Good Morning Directors,
I had a very fun theater moment yesterday (drop call). The rep was awesome – he got the “If I can, will you” commitment out of the customer and when he called, he knew exactly how much had to be discounted. He told me he had prepped the customer that this final “discount” might not be doable. “Ah”, I said, “so let’s make you work for it!” I asked a half a dozen probing questions that helped him to solidify his deal, and finally “gave in” and told him yes. He was AWESOME, the way he played along and continued to build value and commitment.
So all that got me to thinking about the theater in our profession. Because my greatest claim to fame didn't take place on the athletic field but in the house of a customer that WAS NOT going to buy, I realized a different analogy for selling is theater.
First, selling isn't supposed to be about winners and losers—not when referring to us and our customers. However, that's often the approach that sports metaphors portray. Selling is a game, and we must defeat our opponent or work harder to attain OUR goal. In reality, selling should be more of a creative collaboration, not a competition. We develop a buying vision that connects with our customers story, we identify known and unknown needs, and we work together to resolve them. Seriously, doesn't that sound more like a Broadway musical than a football game?
In other words, the most powerful way to engage someone to produce a change in behavior relies on visual and emotional communications instead of practical, logical arguments. The approach is about changing hearts, not smashing heads. Significant brain research also shows that most decisions are emotional and irrational as opposed to rational choices. Arguably, that, too, is the sweet spot of theater.
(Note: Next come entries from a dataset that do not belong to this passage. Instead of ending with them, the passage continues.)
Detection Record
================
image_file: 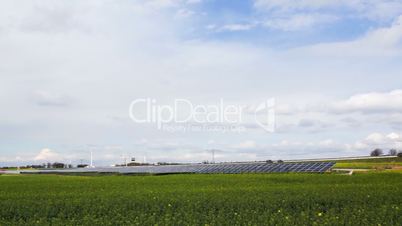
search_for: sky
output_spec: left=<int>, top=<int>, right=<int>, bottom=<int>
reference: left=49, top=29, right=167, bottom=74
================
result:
left=0, top=0, right=402, bottom=166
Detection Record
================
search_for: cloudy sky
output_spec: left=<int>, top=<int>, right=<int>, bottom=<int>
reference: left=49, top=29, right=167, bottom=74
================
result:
left=0, top=0, right=402, bottom=165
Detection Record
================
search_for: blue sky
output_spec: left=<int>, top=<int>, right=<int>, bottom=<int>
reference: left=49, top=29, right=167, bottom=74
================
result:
left=0, top=0, right=402, bottom=165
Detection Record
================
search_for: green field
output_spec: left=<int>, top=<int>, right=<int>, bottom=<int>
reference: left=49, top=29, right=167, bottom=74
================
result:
left=0, top=173, right=402, bottom=225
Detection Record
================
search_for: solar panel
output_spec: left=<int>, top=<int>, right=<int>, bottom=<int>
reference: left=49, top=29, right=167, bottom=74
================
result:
left=22, top=162, right=335, bottom=174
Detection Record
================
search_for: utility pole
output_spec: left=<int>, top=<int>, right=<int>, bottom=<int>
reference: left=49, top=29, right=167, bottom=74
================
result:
left=90, top=151, right=94, bottom=168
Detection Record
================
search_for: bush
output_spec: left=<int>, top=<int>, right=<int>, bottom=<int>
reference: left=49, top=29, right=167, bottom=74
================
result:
left=388, top=149, right=398, bottom=156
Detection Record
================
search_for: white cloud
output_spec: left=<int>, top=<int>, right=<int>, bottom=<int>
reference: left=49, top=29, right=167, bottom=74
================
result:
left=33, top=148, right=63, bottom=162
left=263, top=14, right=337, bottom=31
left=330, top=90, right=402, bottom=114
left=233, top=140, right=257, bottom=149
left=254, top=0, right=402, bottom=20
left=219, top=24, right=255, bottom=31
left=33, top=90, right=72, bottom=106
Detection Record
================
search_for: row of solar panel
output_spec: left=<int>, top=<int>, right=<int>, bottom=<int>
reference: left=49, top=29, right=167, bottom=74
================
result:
left=24, top=162, right=335, bottom=174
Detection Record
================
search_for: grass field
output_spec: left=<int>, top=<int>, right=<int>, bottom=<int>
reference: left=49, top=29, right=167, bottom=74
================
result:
left=0, top=173, right=402, bottom=225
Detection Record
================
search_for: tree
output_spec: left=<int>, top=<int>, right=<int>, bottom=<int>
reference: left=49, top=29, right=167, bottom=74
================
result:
left=388, top=149, right=398, bottom=156
left=370, top=148, right=383, bottom=156
left=52, top=162, right=64, bottom=169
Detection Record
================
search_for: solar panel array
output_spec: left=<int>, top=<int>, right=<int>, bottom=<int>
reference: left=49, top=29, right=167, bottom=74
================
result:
left=22, top=162, right=335, bottom=174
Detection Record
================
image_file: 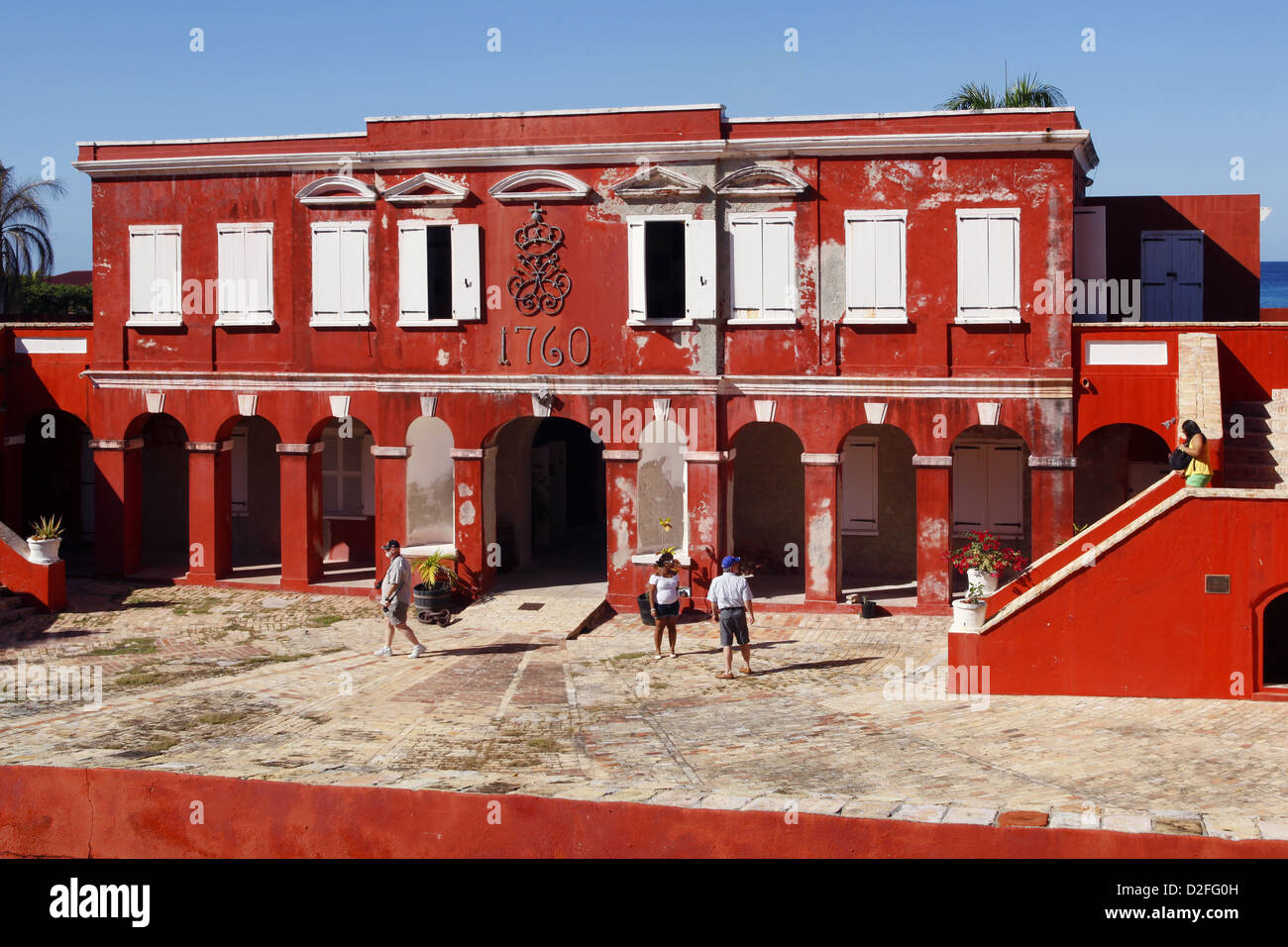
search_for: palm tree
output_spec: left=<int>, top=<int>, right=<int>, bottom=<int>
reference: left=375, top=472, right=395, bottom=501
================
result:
left=935, top=72, right=1066, bottom=111
left=0, top=164, right=65, bottom=313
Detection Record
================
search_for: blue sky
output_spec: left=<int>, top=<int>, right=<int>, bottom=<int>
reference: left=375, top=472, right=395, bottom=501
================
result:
left=0, top=0, right=1288, bottom=270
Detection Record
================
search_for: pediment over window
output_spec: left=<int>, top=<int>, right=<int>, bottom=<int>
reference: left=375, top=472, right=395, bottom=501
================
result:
left=716, top=164, right=808, bottom=197
left=295, top=175, right=376, bottom=207
left=613, top=164, right=703, bottom=200
left=486, top=168, right=590, bottom=202
left=382, top=171, right=471, bottom=204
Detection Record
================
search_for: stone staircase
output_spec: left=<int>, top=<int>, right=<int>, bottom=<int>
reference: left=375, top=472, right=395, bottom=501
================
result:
left=0, top=585, right=36, bottom=625
left=1223, top=389, right=1288, bottom=491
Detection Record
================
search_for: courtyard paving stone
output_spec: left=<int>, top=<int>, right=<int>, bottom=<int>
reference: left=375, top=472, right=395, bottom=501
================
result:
left=0, top=579, right=1288, bottom=839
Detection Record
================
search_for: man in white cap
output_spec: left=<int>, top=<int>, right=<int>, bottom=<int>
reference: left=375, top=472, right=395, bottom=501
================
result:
left=707, top=556, right=756, bottom=681
left=376, top=540, right=425, bottom=657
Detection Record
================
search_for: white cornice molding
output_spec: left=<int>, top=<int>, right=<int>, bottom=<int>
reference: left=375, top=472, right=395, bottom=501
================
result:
left=380, top=171, right=471, bottom=204
left=486, top=167, right=590, bottom=204
left=84, top=369, right=1073, bottom=401
left=610, top=164, right=703, bottom=200
left=295, top=174, right=376, bottom=207
left=72, top=129, right=1095, bottom=177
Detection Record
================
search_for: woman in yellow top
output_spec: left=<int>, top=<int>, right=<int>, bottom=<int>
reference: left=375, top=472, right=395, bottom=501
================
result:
left=1180, top=421, right=1212, bottom=487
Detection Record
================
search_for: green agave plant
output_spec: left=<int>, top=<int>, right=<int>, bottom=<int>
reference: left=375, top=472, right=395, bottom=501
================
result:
left=31, top=515, right=63, bottom=540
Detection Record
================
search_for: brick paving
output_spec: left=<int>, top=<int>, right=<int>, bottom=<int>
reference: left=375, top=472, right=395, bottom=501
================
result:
left=0, top=582, right=1288, bottom=839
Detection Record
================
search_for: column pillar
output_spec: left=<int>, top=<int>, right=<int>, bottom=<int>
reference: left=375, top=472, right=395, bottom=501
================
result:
left=277, top=441, right=323, bottom=591
left=451, top=445, right=494, bottom=590
left=371, top=445, right=411, bottom=551
left=802, top=454, right=842, bottom=604
left=1029, top=455, right=1078, bottom=559
left=89, top=437, right=143, bottom=578
left=0, top=434, right=29, bottom=530
left=684, top=450, right=737, bottom=608
left=912, top=455, right=953, bottom=609
left=604, top=450, right=640, bottom=601
left=184, top=440, right=233, bottom=585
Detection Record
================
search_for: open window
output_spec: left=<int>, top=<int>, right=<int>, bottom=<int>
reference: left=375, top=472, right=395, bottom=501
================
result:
left=957, top=207, right=1020, bottom=322
left=398, top=219, right=482, bottom=327
left=729, top=213, right=796, bottom=326
left=626, top=215, right=716, bottom=325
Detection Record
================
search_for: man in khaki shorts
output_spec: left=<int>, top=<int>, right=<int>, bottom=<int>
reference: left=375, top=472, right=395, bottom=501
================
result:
left=376, top=540, right=425, bottom=657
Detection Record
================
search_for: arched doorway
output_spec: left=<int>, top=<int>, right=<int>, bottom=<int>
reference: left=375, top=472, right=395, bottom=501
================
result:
left=20, top=410, right=94, bottom=573
left=139, top=414, right=188, bottom=575
left=952, top=424, right=1033, bottom=591
left=402, top=417, right=456, bottom=546
left=322, top=417, right=382, bottom=569
left=1261, top=591, right=1288, bottom=689
left=840, top=424, right=917, bottom=605
left=229, top=417, right=282, bottom=579
left=492, top=417, right=608, bottom=587
left=1073, top=424, right=1171, bottom=526
left=717, top=421, right=805, bottom=600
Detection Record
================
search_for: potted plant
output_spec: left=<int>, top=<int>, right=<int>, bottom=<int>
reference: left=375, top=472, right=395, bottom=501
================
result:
left=944, top=530, right=1027, bottom=596
left=953, top=582, right=988, bottom=631
left=412, top=549, right=464, bottom=612
left=27, top=517, right=63, bottom=566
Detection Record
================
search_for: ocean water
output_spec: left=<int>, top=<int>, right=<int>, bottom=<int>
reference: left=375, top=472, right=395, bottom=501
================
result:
left=1261, top=261, right=1288, bottom=309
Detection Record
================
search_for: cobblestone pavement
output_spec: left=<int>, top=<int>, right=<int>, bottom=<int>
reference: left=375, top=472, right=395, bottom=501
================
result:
left=0, top=582, right=1288, bottom=839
So again, I argue that selling is more closely akin to the big musical number we see in every stage show, than a flea flicker. A show integrates multiple characters with differing viewpoints and desires, often on two sides of a conflict, into one well-choreographed mash-up of singing and dancing. It starts off a little disjointed and contentious, but by the end; it has built to a crescendo of synchronized leg kicks and soaring harmonies. By the end, everyone is taking a joint bow to a standing ovation.
We are like the director who has to bring together the dialogue, blocking (stage movement, not football), singing, choreography, and music, along with the set, props, and special effects to create a seamless, powerful story that connects with the audience, or, in this case, the customers.
Now, there’s a metaphor for selling!